Frequently Asked Questions About GNU Wget
Contents
- About This FAQ
- About Wget
- Installing Wget
-
Using Wget
- How do I use wget to download pages or files that require login/password?
- Why isn't Wget downloading all the links? I have recursive mode set
- How do I get Wget to follow links on a different host?
- How can I make Wget ignore the robots.txt file/no-follow attribute?
- Tool ''X'' lets me mirror a site, but Wget gives an HTTP error?
- How Do I Hide Wget From The Task Bar (Windows)?
- Feature Requests
1. About This FAQ
1.1. Referring to FAQ Entries
Please don't refer to any of the FAQs or sections by number: these are liable to change frequently, so "See Faq #2.1" isn't going to be meaningful.
Similarly, while it might seem like a good idea to use the links from the table of contents on this page, those, too, are not persistent.
If you look at the source of this page (by clicking here), you'll see that some FAQ entries include text like, "(Please use this link to refer to this answer.)" This is what you should use when you're referring to an answer on this page.
If the answer you want to reference doesn't have a link like that, you gotta add one...
To do this, pick a descriptive name for the anchor and put <<Anchor(descriptive-name)>> on the line before the start of the section you're linking to. Then, at the start of the section text, add the entry:
(Please use [[#descriptive-name|this link]] to refer to this answer.)
2. About Wget
2.1. What is Wget?
GNU Wget is a network utility to retrieve files from the World Wide Web using HTTP and FTP, the two most widely used Internet protocols. It works non-interactively, so it can work in the background, after having logged off. The program supports recursive retrieval of web-authoring pages as well as FTP sites—you can use Wget to make mirrors of archives and home pages or to travel the Web like a WWW robot, checking for broken links.
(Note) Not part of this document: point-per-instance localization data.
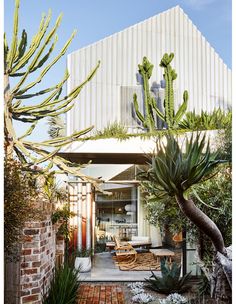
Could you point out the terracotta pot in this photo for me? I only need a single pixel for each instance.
(83, 263)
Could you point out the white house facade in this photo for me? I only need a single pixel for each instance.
(108, 96)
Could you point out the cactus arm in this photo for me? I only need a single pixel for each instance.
(182, 109)
(16, 105)
(157, 111)
(36, 63)
(58, 88)
(47, 157)
(47, 108)
(67, 139)
(26, 96)
(29, 131)
(6, 50)
(169, 97)
(138, 113)
(13, 48)
(22, 46)
(39, 63)
(34, 44)
(45, 70)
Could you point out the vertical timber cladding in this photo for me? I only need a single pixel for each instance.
(102, 101)
(80, 198)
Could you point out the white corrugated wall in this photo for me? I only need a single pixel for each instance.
(200, 69)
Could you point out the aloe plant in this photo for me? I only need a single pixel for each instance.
(217, 119)
(20, 62)
(174, 169)
(171, 281)
(169, 116)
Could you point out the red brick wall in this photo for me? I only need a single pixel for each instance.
(37, 260)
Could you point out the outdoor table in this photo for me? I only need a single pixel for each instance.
(162, 253)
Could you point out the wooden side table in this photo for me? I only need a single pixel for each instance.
(159, 253)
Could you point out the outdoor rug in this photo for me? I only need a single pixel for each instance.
(100, 294)
(145, 261)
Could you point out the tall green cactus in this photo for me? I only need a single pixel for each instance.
(147, 119)
(172, 120)
(20, 62)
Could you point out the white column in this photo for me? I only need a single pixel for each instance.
(88, 217)
(79, 217)
(93, 222)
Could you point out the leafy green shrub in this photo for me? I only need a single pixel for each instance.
(113, 130)
(64, 286)
(204, 286)
(205, 121)
(19, 196)
(170, 282)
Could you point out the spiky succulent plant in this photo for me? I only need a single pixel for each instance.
(21, 62)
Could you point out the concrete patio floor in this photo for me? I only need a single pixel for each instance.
(104, 269)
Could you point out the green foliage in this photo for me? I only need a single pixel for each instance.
(174, 168)
(218, 119)
(225, 140)
(20, 61)
(52, 190)
(18, 203)
(113, 130)
(56, 127)
(216, 202)
(169, 116)
(62, 214)
(170, 282)
(203, 286)
(148, 121)
(64, 286)
(163, 213)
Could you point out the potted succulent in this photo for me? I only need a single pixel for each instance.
(83, 260)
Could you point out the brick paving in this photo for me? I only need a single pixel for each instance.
(101, 294)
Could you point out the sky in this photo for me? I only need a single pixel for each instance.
(97, 19)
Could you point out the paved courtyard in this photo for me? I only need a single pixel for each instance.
(104, 269)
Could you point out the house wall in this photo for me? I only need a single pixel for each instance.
(108, 96)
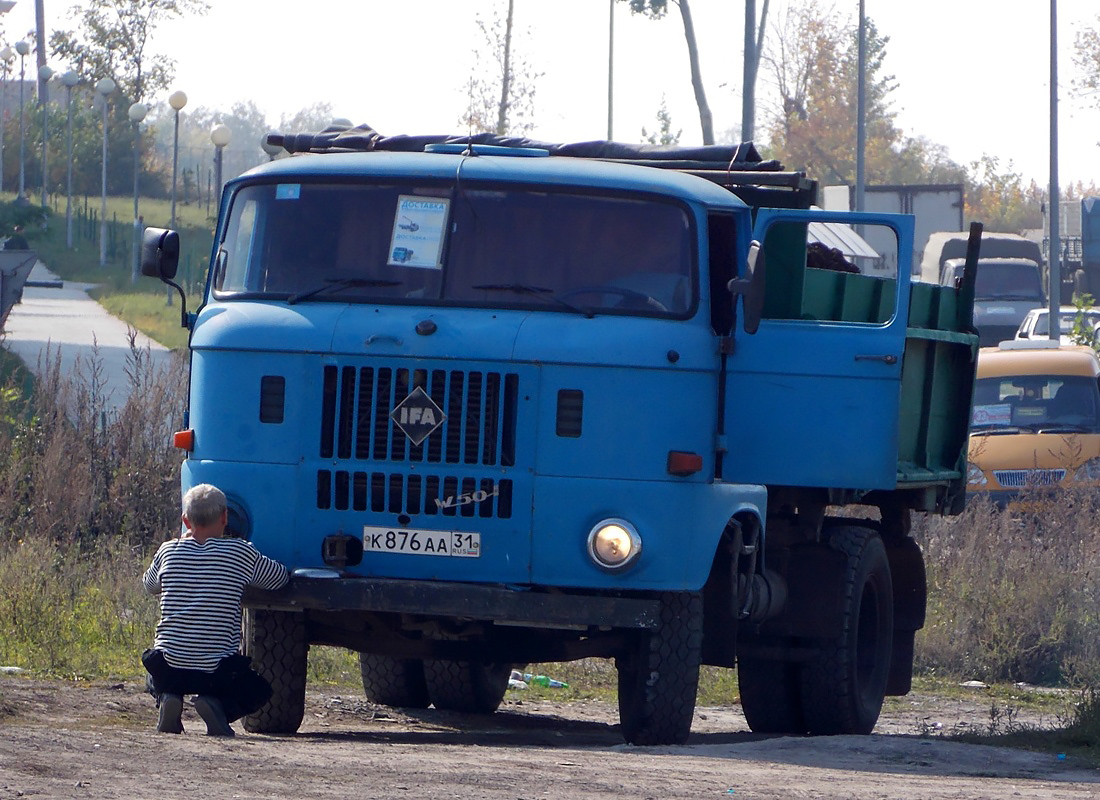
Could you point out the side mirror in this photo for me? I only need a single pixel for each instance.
(750, 288)
(160, 258)
(160, 253)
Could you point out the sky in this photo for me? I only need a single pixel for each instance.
(972, 75)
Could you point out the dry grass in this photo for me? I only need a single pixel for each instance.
(1014, 598)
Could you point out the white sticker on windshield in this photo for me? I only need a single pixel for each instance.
(1000, 414)
(419, 227)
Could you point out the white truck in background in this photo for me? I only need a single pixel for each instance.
(935, 207)
(1011, 278)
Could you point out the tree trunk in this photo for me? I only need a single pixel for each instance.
(696, 79)
(502, 110)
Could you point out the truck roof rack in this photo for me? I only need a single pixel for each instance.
(737, 167)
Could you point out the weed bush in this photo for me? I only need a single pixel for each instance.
(1014, 596)
(86, 495)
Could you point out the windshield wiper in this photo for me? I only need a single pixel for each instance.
(540, 292)
(338, 283)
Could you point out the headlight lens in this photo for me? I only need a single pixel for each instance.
(974, 474)
(1089, 472)
(614, 544)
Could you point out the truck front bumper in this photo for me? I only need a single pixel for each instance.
(508, 605)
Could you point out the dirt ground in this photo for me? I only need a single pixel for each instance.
(78, 741)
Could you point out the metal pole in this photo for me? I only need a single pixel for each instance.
(102, 207)
(1054, 207)
(134, 266)
(611, 69)
(175, 162)
(45, 139)
(68, 179)
(22, 130)
(861, 109)
(748, 79)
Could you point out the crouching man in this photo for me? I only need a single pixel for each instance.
(201, 577)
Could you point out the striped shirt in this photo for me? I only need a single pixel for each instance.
(200, 587)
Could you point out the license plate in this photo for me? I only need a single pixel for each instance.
(421, 543)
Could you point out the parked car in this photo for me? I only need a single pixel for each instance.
(1035, 423)
(1036, 325)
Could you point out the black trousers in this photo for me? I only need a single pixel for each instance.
(240, 688)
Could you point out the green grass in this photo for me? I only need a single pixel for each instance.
(142, 302)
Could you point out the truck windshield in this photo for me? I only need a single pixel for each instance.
(1036, 404)
(1008, 282)
(513, 247)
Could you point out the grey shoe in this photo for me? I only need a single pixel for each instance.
(171, 721)
(212, 714)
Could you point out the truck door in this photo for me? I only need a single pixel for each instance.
(813, 396)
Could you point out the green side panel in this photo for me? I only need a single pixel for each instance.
(785, 248)
(936, 388)
(847, 297)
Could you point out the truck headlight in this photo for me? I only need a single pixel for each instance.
(614, 544)
(974, 474)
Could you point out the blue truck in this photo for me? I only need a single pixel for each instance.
(498, 402)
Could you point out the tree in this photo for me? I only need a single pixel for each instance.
(657, 9)
(1087, 58)
(813, 57)
(112, 42)
(663, 133)
(502, 92)
(1000, 199)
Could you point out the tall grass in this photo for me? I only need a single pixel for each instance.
(1014, 596)
(86, 494)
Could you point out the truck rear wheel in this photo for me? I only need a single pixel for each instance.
(771, 696)
(469, 687)
(659, 676)
(394, 681)
(276, 640)
(844, 685)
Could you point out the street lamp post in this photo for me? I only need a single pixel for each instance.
(44, 74)
(22, 48)
(220, 137)
(6, 55)
(69, 79)
(136, 113)
(103, 89)
(177, 100)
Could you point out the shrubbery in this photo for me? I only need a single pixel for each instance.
(86, 495)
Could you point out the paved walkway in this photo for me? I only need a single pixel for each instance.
(68, 322)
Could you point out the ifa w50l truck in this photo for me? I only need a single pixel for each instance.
(499, 402)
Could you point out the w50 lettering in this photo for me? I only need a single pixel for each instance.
(468, 497)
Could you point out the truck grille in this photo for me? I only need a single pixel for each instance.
(414, 494)
(1020, 479)
(480, 407)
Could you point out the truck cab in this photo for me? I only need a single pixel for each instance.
(1005, 289)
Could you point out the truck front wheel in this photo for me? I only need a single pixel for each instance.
(844, 685)
(658, 677)
(276, 640)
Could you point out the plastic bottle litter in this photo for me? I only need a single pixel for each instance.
(543, 681)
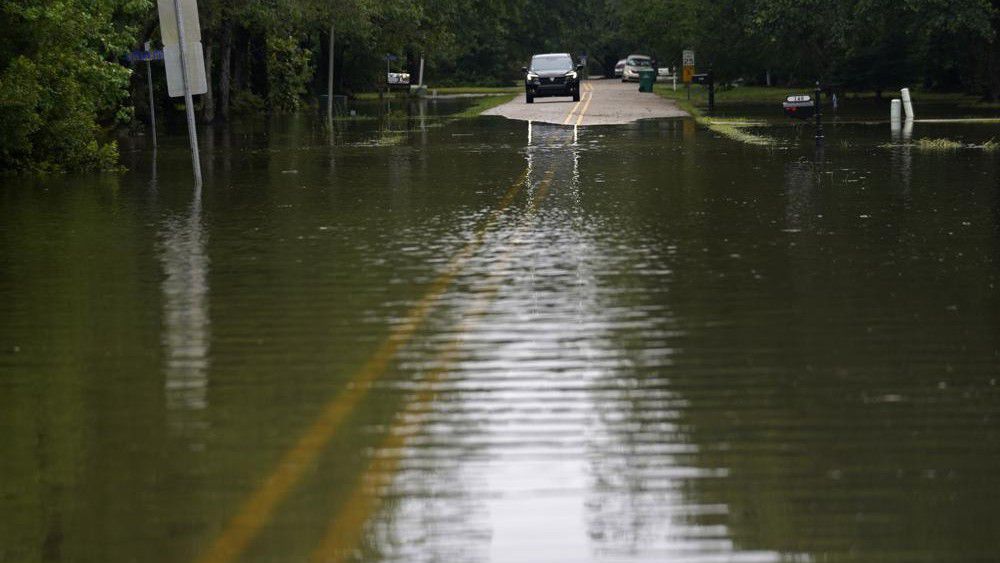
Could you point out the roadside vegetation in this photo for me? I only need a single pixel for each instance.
(946, 145)
(731, 128)
(64, 84)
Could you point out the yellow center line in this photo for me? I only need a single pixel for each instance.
(346, 529)
(257, 509)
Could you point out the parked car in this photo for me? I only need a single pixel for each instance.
(635, 63)
(552, 74)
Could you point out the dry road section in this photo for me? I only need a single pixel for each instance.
(602, 102)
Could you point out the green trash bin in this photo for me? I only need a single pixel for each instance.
(646, 79)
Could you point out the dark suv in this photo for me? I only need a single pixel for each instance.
(552, 75)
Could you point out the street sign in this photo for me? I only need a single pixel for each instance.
(195, 60)
(139, 56)
(687, 59)
(168, 21)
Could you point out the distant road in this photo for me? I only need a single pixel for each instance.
(602, 102)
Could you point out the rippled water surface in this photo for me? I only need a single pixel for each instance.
(471, 340)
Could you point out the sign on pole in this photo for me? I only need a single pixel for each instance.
(185, 63)
(168, 21)
(688, 61)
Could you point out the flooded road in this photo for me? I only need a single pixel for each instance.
(423, 339)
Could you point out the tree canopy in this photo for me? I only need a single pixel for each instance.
(61, 76)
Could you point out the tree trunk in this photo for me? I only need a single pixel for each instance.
(208, 101)
(329, 76)
(224, 70)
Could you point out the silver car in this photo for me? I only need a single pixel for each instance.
(633, 64)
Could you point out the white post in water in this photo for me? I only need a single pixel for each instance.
(895, 114)
(188, 99)
(907, 103)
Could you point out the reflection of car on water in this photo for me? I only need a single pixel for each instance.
(635, 63)
(619, 68)
(552, 75)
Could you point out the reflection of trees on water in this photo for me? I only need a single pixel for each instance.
(186, 332)
(827, 389)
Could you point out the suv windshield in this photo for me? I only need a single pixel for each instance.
(553, 63)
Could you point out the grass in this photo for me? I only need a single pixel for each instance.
(730, 128)
(946, 145)
(755, 95)
(448, 90)
(937, 144)
(483, 104)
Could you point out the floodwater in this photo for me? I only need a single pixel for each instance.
(423, 339)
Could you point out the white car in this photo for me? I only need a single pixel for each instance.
(633, 64)
(619, 67)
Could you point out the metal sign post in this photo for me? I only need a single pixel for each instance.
(687, 61)
(152, 106)
(181, 33)
(188, 99)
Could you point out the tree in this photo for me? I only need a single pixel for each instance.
(60, 79)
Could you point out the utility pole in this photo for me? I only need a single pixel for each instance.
(329, 79)
(152, 103)
(819, 115)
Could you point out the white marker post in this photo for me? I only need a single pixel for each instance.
(152, 104)
(907, 103)
(895, 114)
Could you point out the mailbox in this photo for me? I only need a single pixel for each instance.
(799, 107)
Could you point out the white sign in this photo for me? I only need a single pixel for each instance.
(168, 21)
(196, 69)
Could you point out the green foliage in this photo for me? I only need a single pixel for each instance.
(288, 72)
(59, 80)
(246, 102)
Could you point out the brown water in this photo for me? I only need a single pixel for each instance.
(433, 340)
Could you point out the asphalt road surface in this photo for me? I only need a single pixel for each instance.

2.2. Where is the home page?
You can find the official Wget homepage at this URL:
There's also the Wget entry in the FSF Free Software Directory:
2.3. Where can I download Wget?
(Please use this link to refer to this answer.)
Source Tarball:
http://www.gnu.org/order/ftp.html (GNU mirror list)
Windows Binaries
- courtesy of Jernej Simončič:
- from sourceforge:
- courtesy of Bart Puype (stand-alone wget.exe):
- courtesy of Christopher G. Lewis:
http://www.christopherlewis.com/WGet/WGetFiles.htm [Deleted October 2011 - site gives only a 404 Error.]
MS-DOS
- An MS-DOS binary has been made available by Michael Kostylev:
VMS
- VMS port by Antinode.org:
Solaris
- Solaris Packages for SPARC and x86:
Apple OS X package by Andrew Merenbach:
The latest development source for Wget is always available in our source code repository (see RepositoryAccess). The source and binary versions of the current development sources, patched for compilation in the MS Windows environment are made available by Christopher G. Lewis as well, and are available from the URL given above.
2.4. Where can I find documentation?
Well, aside from the information found on this Wiki, you can:
browse the GNU Wget manual online, or
- read the man page or the texinfo documentation included in the GNU Wget distribution.
2.5. Where can I get help?
The main mailing list for end users is bug-wget@gnu.org. . You can subscribe by sending an email to bug-wget-join@gnu.org. If you wish to post to the list, please be sure and include the complete output of your problem when using the -d flag with Wget. It will drastically improve the likelihood and quality of responses. Look over your wget invocation and output carefully, to make sure you're not including any sensitive information.
You can view the mailing list archives at http://lists.gnu.org/archive/html/bug-wget/
Mailing list archives prior to November 2008 are available at http://www.mail-archive.com/wget%40sunsite.dk/
More info about other mailing lists can be found on the MailingLists page.
2.6. Where can I report a bug or feature request?
Use our BugTracker!
2.7. How can I help develop Wget?
Excellent question! See the HelpingWithWget page.
3. Installing Wget
3.1. How do I compile Wget?
On most UNIX-like operating systems, this will work:
$ gunzip < wget-1.12.tar.gz | tar -xv $ cd wget-1.12 $ ./configure $ make # make install
If it doesn't, be sure to look at the README and INSTALL files that came with your distribution. You can also run configure with the --help flag to get more options.
See the RepositoryAccess page for additional requirements and steps to compile the source obtained from the source repository.
4. Using Wget
4.1. How do I use wget to download pages or files that require login/password?
(Please use this link to refer to this answer.)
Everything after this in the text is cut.